Meu querido Theo partiu como sempre viveu: na mansidão. Era um homem muito inteligente, autodidata, que gostava de uma boa prosa. Educadissimo no trato com os outros, nunca se negou a ajudar quem quer que fosse. A ordem em casa era: se alguém tocar aqui a campainha pedindo ajuda, nunca deixem que saia sem lhe dar uma ajuda. Por isso mesmo, as pessoas gostavam demais dele. Todas que o conheceram, sem exceção, elogiavam o seu trato carinhoso, suas tiradas de humor. Manteve amigos fiéis até o final de seus dias.

Tocava violino, dançava com a minha mãe e comigo, vivia se exercitando. Até o final da vida pedalava todos os dias na velha bicicletinha ergométrica que tinha em casa. Trabalhou até os 80 e poucos anos. Depois da aposentadoria, como perito judicial

Adorava a mãe. Como também adorava a filha única que teve: eu. Dizia para todo mundo que Deus havia lhe dado uma filha só, mas que essa valia por dez. Para essa filha, muito tímida na infância, só deixou boas lembranças: agregava as outras crianças para brincar comigo, comprava vestidinhos bonitos, me enchia de mimos. Nunca me proibiu de fazer o que eu achava que deveria fazer. Confiava em mim.

Pela minha mãe, tinha uma profunda admiração.Menos expansiva que ele, segurou todas as pontas. Eu costumava dizer que, lá em casa, as almas tinham sido trocadas: minha mãe era a alma masculina, e meu pai, a alma feminina.

Tive o privilégio de acompanha-lo até o final dos seus dias e pude comprovar sua dedicação e sua paixão pela minha mãe. Tive a sorte de conseguir traze-los para morarem no mesmo prédio que eu bem, perto também dos netos, antes da partida de minha mãe, quatro anos antes dele.

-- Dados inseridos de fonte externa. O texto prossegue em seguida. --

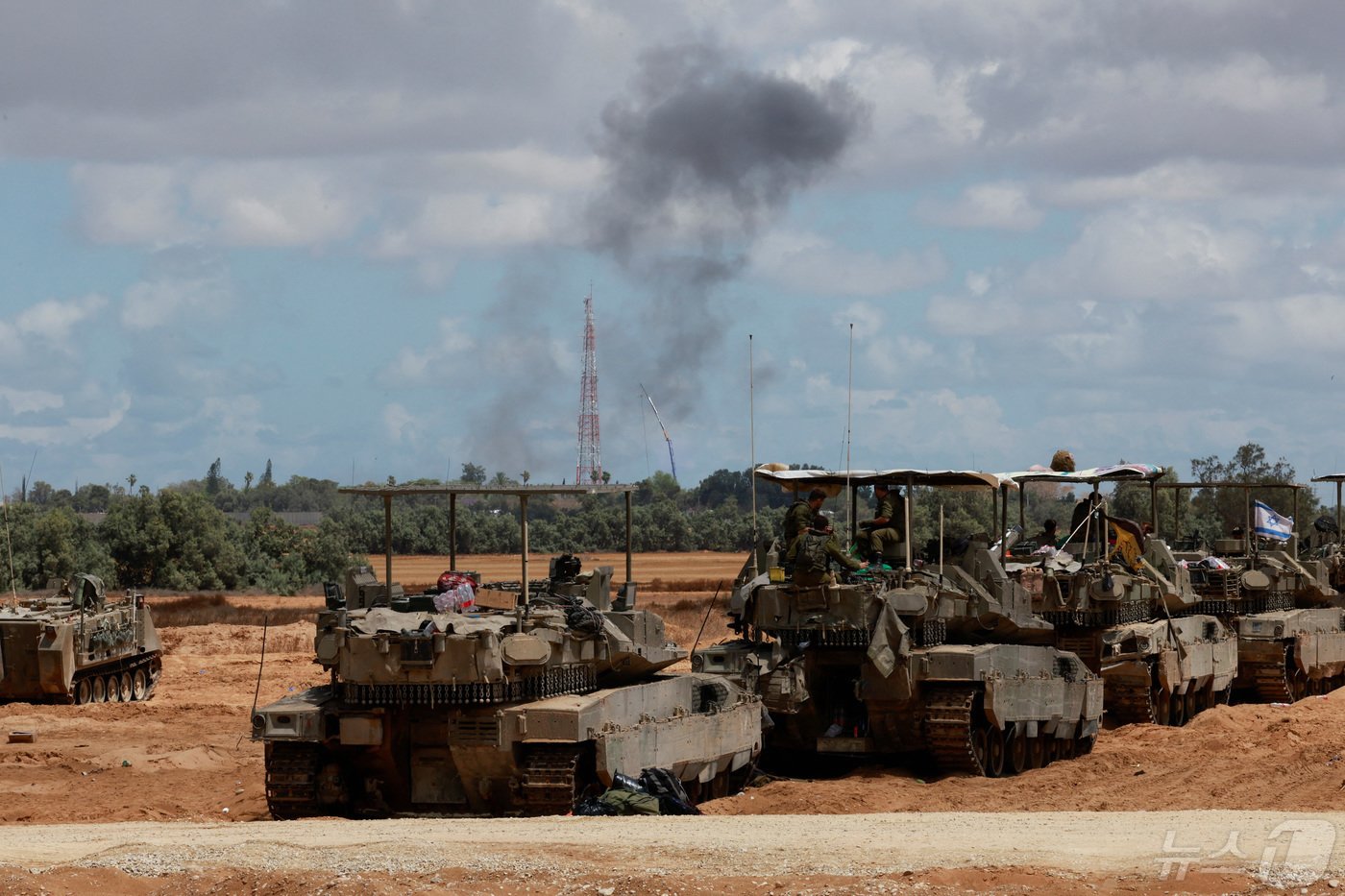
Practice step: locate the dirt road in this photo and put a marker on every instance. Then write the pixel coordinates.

Os vizinhos se encantavam com o casalzinho de idade caminhando de mãos dadas, tomando sol no banco do pátio, ele lendo para ela, quando minha mãe não tinha mais condições de faze-lo. Achei que ele não ia suportar sua ausência. Mas Theo foi corajoso, e seguiu em frente, morando sozinho, até que eu o levei para o meu apartamento, para dar-lhe uma assistência mais de perto.

Seu desapego me surpreendeu: deixou a casa que adorava e veio para perto de mim quando minha mãe não pode mais, por motivos de saúde, subir as escadas do sobrado. Depois, deixou o apartamento que dividiu com ela e mudou-se para o meu. E mais uma vez abriu mão do seu próprio espaço para acompanhar a filha quando ela resolveu cometer a “loucura” de vir morar na desconhecida cidade de Alfenas, sozinha com ele. Nunca reclamou dessas mudanças. Pena que não lhe foi permitido usufruir muito tempo da casinha ensolarada de Minas. Quatro meses depois de nossa chegada, partiu.
 Já estava cansado de viver. Durante nossas conversas na mesa da cozinha, dizia que já tinha cumprido sua missão e feito o que tinha dado para fazer. Perguntava-se se Deus iria deixa-lo chegar aos 100 anos. Não foi essa, entretanto, a vontade DELE. Tive de aceitar. Mas só tenho a agradecer a graça de ter tido um pai que ,até o fim, não me abandonou e me acompanhou quando eu mais precisava de apoio. Foi seu companheirismo que me encorajou a vir tentar a vida num lugar desconhecido em busca de uma velhice mais tranqüila. Pai igual a esse não existe. Obrigada Theo. Que sua alma iluminada brilhe cada vez mais.